Nokia will pay â‚¬263 million (US$410 million) for the remaining shares in UK-based smartphone software maker Symbian and make its software royalty-free to boost phone sales and respond to new rivals such as Google, a Reuters report said.
The Reuters report also quoted Nokia saying that it would contribute Symbian's assets to a not-for-profit organization in which it would unite with leading handset makers, operators and chipmakers to create an open-source platform with wide appeal.
Symbian's software is used in two-thirds of smartphones but new platforms such as Google's Android and Apple's iPhone could challenge its dominance.
'It indicates that Nokia is worried by the rise of lower-cost operating systems from Google Android and LiMo Foundation,' analyst Neil Mawston from Strategy Analytics, was quoted by the report, as saying, referring to two rival open-source systems.
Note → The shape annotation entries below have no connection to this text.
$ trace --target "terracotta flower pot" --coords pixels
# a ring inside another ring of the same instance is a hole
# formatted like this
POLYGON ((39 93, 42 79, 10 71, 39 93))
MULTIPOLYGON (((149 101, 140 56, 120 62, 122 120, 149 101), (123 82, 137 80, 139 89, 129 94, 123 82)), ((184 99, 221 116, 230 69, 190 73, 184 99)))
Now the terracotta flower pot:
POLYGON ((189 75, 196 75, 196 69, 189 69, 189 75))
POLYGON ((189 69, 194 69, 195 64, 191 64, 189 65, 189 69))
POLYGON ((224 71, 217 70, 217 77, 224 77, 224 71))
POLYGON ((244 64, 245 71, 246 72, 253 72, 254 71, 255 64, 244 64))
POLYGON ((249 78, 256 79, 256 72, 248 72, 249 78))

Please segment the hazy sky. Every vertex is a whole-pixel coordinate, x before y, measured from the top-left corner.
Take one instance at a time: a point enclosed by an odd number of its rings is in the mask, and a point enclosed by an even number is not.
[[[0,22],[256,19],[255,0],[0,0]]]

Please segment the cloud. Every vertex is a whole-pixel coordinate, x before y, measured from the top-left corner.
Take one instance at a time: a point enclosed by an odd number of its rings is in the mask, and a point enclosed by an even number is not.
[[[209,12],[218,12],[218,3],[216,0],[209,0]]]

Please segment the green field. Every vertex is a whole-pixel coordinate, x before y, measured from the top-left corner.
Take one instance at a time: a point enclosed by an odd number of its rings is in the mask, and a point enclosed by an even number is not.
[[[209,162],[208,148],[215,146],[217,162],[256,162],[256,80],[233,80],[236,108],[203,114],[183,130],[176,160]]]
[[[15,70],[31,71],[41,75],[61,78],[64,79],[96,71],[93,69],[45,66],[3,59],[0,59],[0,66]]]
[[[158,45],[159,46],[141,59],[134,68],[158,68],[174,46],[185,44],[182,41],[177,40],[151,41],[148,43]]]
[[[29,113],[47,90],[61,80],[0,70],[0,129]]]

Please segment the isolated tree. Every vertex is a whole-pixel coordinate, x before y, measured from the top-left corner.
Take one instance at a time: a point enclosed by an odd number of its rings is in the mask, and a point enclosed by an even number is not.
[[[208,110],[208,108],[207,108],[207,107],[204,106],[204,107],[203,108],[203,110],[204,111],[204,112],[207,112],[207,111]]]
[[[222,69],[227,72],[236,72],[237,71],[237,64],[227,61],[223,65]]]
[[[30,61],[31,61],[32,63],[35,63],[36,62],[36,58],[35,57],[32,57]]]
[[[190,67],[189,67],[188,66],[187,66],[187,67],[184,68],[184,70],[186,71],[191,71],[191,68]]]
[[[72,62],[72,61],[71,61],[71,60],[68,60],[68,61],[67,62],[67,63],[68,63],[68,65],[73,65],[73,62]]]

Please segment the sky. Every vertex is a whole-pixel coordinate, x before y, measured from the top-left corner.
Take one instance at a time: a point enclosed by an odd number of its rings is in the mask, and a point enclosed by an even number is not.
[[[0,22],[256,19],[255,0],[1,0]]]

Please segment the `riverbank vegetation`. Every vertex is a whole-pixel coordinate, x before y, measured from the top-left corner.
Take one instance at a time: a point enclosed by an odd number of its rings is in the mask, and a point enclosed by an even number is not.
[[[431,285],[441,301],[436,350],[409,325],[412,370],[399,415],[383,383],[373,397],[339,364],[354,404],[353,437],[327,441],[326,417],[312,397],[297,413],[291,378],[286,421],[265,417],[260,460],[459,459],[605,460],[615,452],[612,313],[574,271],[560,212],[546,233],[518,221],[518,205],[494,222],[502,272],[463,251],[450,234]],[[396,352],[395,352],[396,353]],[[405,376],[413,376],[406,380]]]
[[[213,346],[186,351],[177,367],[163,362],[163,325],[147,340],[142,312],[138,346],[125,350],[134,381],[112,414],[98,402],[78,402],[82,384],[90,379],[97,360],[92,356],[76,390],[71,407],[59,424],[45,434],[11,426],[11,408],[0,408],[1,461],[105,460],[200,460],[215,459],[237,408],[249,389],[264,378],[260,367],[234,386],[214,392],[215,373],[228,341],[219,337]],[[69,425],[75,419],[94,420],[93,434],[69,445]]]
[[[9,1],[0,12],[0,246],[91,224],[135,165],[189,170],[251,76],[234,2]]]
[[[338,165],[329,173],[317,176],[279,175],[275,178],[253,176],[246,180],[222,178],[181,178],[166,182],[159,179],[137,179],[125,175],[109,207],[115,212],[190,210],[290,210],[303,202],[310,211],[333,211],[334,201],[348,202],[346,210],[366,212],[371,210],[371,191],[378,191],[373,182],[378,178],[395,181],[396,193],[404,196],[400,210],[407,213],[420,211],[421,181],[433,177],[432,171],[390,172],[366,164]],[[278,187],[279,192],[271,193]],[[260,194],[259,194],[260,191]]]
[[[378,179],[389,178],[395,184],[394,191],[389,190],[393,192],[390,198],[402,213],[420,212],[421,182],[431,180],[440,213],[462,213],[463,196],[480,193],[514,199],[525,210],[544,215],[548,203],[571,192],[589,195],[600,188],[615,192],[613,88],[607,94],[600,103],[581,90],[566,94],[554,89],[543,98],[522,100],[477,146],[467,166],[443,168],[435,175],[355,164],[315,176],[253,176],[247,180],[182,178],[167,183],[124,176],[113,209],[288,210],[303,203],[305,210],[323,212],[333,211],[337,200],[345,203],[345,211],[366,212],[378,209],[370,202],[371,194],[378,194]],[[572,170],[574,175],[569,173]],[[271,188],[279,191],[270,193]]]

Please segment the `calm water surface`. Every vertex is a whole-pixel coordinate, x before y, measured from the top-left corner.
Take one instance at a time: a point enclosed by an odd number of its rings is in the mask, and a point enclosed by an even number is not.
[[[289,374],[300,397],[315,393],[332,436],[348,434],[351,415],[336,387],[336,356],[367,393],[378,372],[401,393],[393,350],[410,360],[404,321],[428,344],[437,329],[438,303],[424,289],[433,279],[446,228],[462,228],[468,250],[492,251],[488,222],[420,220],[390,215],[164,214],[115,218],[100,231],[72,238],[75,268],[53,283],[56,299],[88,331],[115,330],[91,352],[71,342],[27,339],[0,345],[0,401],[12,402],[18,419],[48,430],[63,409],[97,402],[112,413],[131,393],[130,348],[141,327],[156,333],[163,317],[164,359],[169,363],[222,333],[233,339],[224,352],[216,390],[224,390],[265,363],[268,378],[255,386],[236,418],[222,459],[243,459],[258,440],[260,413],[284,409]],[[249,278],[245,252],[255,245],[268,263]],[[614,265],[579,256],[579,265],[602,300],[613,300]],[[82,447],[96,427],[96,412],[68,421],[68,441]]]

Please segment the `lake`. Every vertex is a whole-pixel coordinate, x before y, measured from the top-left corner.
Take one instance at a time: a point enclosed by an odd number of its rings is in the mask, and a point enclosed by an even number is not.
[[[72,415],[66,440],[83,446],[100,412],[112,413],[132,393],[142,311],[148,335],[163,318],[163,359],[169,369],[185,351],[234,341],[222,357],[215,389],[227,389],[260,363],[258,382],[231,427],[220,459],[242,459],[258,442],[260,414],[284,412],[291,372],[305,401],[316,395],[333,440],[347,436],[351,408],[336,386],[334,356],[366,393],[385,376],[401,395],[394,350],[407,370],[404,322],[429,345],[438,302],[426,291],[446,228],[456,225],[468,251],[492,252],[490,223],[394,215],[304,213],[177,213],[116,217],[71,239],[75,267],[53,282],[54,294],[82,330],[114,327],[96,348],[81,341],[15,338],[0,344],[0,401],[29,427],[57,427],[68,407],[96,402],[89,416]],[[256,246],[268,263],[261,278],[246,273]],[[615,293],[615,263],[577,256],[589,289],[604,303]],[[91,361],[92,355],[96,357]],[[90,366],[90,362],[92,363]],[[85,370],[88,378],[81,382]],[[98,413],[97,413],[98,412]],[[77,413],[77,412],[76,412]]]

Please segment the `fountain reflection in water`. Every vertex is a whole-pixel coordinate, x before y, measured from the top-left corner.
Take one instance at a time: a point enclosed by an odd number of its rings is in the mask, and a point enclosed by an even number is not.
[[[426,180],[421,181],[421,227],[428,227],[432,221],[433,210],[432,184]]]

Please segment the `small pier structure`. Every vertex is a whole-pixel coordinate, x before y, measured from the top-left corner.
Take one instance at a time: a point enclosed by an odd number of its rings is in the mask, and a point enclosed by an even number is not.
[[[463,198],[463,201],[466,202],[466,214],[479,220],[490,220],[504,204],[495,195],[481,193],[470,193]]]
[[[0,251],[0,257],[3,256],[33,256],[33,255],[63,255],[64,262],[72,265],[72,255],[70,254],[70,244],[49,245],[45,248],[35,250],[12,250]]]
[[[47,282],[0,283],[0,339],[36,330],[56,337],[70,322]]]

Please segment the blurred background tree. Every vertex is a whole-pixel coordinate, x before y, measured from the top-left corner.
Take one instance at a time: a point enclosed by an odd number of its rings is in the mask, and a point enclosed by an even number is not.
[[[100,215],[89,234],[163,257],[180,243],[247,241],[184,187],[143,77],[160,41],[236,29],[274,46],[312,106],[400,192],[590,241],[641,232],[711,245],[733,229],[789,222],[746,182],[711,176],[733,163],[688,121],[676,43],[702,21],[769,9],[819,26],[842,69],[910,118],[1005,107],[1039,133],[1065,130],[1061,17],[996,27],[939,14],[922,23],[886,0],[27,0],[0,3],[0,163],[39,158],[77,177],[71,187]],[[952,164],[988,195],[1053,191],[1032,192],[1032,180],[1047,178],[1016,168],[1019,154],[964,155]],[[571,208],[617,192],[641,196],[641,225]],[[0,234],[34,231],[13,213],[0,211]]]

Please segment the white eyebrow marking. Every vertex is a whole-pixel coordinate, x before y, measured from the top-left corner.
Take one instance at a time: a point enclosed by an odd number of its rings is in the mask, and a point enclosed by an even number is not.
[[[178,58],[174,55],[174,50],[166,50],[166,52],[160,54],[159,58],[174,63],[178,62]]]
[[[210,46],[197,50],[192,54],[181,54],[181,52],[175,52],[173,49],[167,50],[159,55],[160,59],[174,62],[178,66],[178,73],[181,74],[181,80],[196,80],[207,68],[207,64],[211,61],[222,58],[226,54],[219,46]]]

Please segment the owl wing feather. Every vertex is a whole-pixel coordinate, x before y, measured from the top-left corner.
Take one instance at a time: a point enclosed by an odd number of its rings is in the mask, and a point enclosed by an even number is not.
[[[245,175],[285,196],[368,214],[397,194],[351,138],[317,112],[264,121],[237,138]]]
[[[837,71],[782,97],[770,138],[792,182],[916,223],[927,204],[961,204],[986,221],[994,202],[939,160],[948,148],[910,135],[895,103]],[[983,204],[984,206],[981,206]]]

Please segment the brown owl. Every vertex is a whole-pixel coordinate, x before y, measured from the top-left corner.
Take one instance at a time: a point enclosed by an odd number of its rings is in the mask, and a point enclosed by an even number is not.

'But it is also a sign that Nokia has a formidable pricing weapon at its disposal to fend off competitors and maintain its number one global position in smartphones.'
Currently, Symbian's closest rival is Microsoft's Windows Mobile operating system, which has just 13% of the market despite the US software maker's efforts to gain market share.
Widely supported software platforms such as Google's Android can enable handset makers to cut development time, attract the developer community to work on attractive programs, and allow mobile operators to cut costs.
Microsoft said Nokia's move was likely to confuse operators and handset makers with unwanted extra choices and said it would not change its own strategy as a result.